- Born: Mt. Lebanon, Pennsylvania, United States
- Occupations: Stage actress, director, educator, author

= Christine Laitta =

American actress

Christine Laitta is an American actress from Pittsburgh, Pennsylvania.

==Biography==
Born in the Pittsburgh suburb of Mt. Lebanon, Laitta is a member of Actors' Equity Association and SAG-AFTRA.
Her credits include author, director, choreographer, teacher and actor. She is a graduate of Penn State University in University Park, Pennsylvania.

Laitta originated the role as Ms. Frizzle on the first national tour of the Magic School Bus Live.

Laitta has performed at the Pittsburgh Public Theatre, Civic Light Opera Cabaret Theater. The CLO Cabaret is the only extended run venue in Pittsburgh. Laitta starred in Girls Only, I Love You, You're Perfect, Now Change, Forbidden Broadway, and Forbidden Broadway: SVU. Laitta wrote and performs in an audience participation show entitled TV Tunes. This original cabaret became the inspiration for Armstrong Cable's Television Plus advertising campaign: The Golden Age of Television. Laitta appeared in their television, radio and print advertisements. Laitta’s TV Tunes has appeared at the Pittsburgh City Theatre and continually is featured at the CLO Cabaret late night performances.

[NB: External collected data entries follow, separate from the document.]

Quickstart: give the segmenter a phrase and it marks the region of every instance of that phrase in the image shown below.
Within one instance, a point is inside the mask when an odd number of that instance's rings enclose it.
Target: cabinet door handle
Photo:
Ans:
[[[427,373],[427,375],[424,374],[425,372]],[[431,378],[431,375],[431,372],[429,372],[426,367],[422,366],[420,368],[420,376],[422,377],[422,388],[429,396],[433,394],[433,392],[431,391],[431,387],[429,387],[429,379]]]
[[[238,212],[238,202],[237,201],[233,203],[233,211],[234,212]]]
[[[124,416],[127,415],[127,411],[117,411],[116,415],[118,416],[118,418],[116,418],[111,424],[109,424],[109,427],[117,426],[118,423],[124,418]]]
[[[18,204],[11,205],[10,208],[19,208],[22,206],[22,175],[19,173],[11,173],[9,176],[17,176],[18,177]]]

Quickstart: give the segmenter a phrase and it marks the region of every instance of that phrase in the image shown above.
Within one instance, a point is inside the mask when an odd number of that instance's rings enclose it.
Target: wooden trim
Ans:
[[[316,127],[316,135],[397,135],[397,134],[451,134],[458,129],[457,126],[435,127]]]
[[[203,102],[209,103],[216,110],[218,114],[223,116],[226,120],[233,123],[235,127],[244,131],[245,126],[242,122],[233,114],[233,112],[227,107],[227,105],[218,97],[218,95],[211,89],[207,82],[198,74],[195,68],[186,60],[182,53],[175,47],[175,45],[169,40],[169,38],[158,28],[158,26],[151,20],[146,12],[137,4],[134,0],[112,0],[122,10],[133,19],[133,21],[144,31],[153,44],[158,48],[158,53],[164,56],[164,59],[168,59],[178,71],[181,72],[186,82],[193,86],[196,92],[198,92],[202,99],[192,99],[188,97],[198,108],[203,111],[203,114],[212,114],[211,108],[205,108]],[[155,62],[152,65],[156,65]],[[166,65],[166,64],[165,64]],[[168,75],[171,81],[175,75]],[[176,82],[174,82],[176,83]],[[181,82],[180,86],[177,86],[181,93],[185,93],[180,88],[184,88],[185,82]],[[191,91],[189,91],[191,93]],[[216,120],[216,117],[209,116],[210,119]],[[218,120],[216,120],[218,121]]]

Favorite roles include Maria (The Sound of Music), Ms Hannagin (Annie), Antonia (Man of La Mancha), Female Authority Figure (Hairspray), Carrie (Carousel), Lucy Schmeeler (On the Town), Joanne (Godspell), Martha (The Secret Garden), Principal Player (Tomfoolery), Scout (To Kill a Mockingbird), Mary (Run for Your Wife), and caroler (A Musical Christmas Carol).

Laitta portrayed the role of Principal Anderson in the Emmy Award winning PBS pilot Scientastic! with Planet Earth Television in which she also served as choreographer and script consultant. She was also hired to help coach the child actors, this production was directed by Leo Eaton.

Laitta is also the co-author of the book The Dramatically Different Classroom (Kagan Publishing). This book is an instructional tool for teachers. It helps teachers incorporating drama and music into classroom activities. She has done in-service development sessions based on her book with the Pittsburgh Public Schools, as well.

She teaches musical theatre and acting for the Pittsburgh Public School District at Pittsburgh Creative and Performing Arts 6-12 School. She has developed and taught several outreach programs and master classes for regional theaters and school districts, as well as directed several high school musicals in the area. Laitta also co-directed and choreographed the Legacy Concert for Pittsburgh CAPA in 2011 featuring Tony award winner Billy Porter as special guest.